The play tells the intriguing story of an IRA assassin sent to kill his rather aptly-named leader, Moriarty. DBS Productions do an amazing job working with the limited space they have. International 4 isn’t the biggest venue at Sweet Grassmarket, and it’s admirable that they can manage to fit anything larger than a one-man show in the space. So on the plot and staging fronts, Dirty Hands gets a top score from me.

It’s not a very fast-paced production. At times it feels like it’s not going anywhere, but it’s this building of suspense that makes the high points so effective. It does have a wartime feel to it – long periods of nothing, then suddenly an explosion or a gunshot that makes the audience collectively jump three feet in the air. It certainly creates a powerful and believable atmosphere.

But the performances are varied. Personally, I thought Moriarty stood out as a spectacular character, and was impeccably acted. Some of the accents, however, are more than questionable, and did detract slightly from my enjoyment of the play as a whole. The writing is clever, but not without its faults, and some excellent examples of that quintessentially Irish dry humour could have been delivered better by some of the cast.
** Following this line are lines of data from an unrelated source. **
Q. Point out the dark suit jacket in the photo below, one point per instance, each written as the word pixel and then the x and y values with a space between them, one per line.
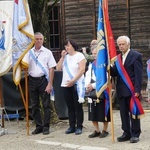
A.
pixel 134 67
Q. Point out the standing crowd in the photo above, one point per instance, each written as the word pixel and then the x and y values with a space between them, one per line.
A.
pixel 77 81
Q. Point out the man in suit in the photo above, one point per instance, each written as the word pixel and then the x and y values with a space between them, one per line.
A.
pixel 132 63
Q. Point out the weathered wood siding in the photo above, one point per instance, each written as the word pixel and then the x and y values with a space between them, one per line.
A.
pixel 79 21
pixel 132 19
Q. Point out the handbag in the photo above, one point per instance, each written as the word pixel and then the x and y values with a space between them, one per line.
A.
pixel 92 95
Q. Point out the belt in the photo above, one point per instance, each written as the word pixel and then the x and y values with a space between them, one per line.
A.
pixel 36 78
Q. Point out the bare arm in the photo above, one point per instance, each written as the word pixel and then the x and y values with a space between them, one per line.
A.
pixel 50 83
pixel 59 64
pixel 81 70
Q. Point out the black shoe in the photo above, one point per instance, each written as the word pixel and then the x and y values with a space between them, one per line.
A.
pixel 103 134
pixel 94 134
pixel 134 139
pixel 70 130
pixel 123 138
pixel 37 131
pixel 46 131
pixel 78 131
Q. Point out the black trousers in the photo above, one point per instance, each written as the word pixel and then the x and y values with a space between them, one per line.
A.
pixel 37 88
pixel 130 126
pixel 75 110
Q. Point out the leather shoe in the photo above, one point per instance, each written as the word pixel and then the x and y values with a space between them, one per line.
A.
pixel 78 131
pixel 70 130
pixel 46 131
pixel 37 131
pixel 134 139
pixel 123 138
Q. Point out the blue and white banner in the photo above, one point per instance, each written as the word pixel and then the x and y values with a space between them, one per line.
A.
pixel 6 20
pixel 23 36
pixel 102 54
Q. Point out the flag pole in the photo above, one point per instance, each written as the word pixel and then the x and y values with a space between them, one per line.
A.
pixel 111 108
pixel 25 100
pixel 1 104
pixel 105 6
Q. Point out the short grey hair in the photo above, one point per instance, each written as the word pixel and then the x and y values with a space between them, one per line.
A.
pixel 126 38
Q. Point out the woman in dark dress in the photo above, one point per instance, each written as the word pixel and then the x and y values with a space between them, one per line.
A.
pixel 96 110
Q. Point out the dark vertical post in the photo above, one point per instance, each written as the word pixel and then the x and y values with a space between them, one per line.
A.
pixel 1 103
pixel 63 20
pixel 128 18
pixel 94 20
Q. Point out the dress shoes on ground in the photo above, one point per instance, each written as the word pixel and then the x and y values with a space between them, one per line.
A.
pixel 134 139
pixel 103 134
pixel 78 131
pixel 94 134
pixel 123 138
pixel 46 131
pixel 70 130
pixel 37 131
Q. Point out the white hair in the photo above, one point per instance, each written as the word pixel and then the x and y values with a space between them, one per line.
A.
pixel 126 38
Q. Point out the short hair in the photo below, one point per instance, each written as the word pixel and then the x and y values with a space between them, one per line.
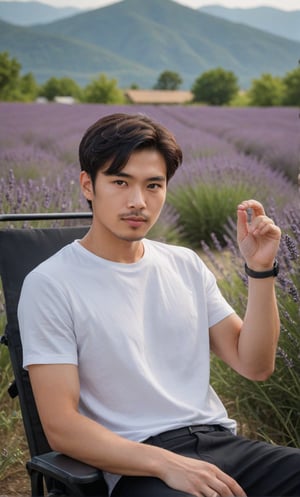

At times, I think the writers tried too hard to be complex. There were a few opportunities to cut the production a little shorter, which would have allowed them to dedicate a little more time to making the end of the play more conclusive. It’s always a sign that your ending needs tweaking if the audience doesn’t know to clap until the lights are turned on and the charming venue staff are ushering you out.

Overall, it’s an interesting and commendable production but unfortunately, unlikely to be a memorable one. Amongst the deepening pool of politically-driven theatre at the Edinburgh Fringe, Dirty Hands needs a little more spark and finesse to really make people pay attention. And perhaps a more believable stage pistol.